Por eso, cuando el portavoz del PSOE califica de «asumibles» los actos de sabotaje y violencia perpetrados por las brigadas que el independentismo utiliza como milicia de choque callejera, está confundiendo sumisión con templanza e impunidad con transigencia. Los radicales, a los que Torra jalea pidiéndoles que «aprieten» con más fuerza, son conscientes de que su guerrilla urbana goza de dispensa para apoderarse del espacio público sin que nadie los entorpezca. La autoridad autonómica les otorga campo libre para camuflar su mala conciencia por el fracaso de la revuelta y la nacional mira para otro lado temerosa de meterse en problemas. Y en cada ejercicio de intimidación o de chulería con que el nacionalismo lo pone a prueba, el Gobierno de Sánchez responde con la desacomplejada exhibición de sus amplias tragaderas. Las de quien sabe que su cargo depende en última instancia de la condescendencia aleatoria del fugado de Bruselas. Ésa es la cruda realidad, a duras penas disimulada en el celofán de supuestas estrategias.

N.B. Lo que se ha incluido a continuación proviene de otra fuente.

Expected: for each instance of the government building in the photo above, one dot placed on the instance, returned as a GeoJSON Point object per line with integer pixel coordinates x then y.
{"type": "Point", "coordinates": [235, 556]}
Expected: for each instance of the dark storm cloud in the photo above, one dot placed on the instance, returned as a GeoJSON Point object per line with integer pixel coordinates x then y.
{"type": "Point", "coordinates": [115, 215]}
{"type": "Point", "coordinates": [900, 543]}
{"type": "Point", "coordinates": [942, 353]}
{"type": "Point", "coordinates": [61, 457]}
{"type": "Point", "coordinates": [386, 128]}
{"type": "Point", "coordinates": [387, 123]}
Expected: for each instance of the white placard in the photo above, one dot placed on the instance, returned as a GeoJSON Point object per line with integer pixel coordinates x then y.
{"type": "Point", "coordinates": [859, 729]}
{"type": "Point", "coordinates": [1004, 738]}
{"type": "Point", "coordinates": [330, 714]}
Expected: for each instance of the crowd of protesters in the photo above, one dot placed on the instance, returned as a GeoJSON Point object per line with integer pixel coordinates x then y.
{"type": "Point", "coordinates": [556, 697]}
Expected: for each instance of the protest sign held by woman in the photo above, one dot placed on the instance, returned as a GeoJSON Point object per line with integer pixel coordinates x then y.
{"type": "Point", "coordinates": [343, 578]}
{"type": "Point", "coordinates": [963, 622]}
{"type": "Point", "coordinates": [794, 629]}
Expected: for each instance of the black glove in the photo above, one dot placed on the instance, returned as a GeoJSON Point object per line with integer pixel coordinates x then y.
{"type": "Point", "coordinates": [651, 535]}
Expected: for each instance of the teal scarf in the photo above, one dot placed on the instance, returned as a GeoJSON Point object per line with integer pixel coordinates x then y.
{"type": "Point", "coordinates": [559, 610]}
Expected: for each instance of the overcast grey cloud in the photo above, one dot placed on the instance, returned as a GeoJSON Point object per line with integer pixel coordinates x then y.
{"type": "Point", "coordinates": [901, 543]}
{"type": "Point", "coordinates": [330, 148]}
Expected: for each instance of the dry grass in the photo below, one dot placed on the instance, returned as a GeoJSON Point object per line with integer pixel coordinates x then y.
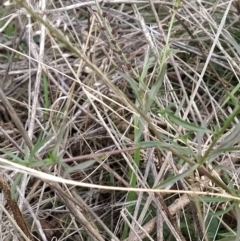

En este momento, Cataluña es un limbo político. Tiene un presidente títere de un prófugo, un Parlamento inerte y un sistema institucional destruido, cuya única actividad relevante consiste en decorar el paisaje con lazos amarillos. El régimen autonómico no funciona y la clase dirigente, rehén de un grupo de exaltados levantiscos, vive instalada en la soflama de un monólogo propagandístico. Por simple dejación de responsabilidades cabría volver a invocar el artículo 155, aunque sólo fuese para administrar una comunidad atascada en la catalepsia del soberanismo. Pero este presidente no lo puede hacer sin lesionarse a sí mismo porque su propia estabilidad depende del apoyo de los causantes del conflicto. Así, la legislatura española está también atrapada en el bucle de un doble laberinto: el de unos sediciosos que no encuentran salida a su desvarío y el de un poder ejecutivo sostenido en precario por no se sabe qué clase de compromisos.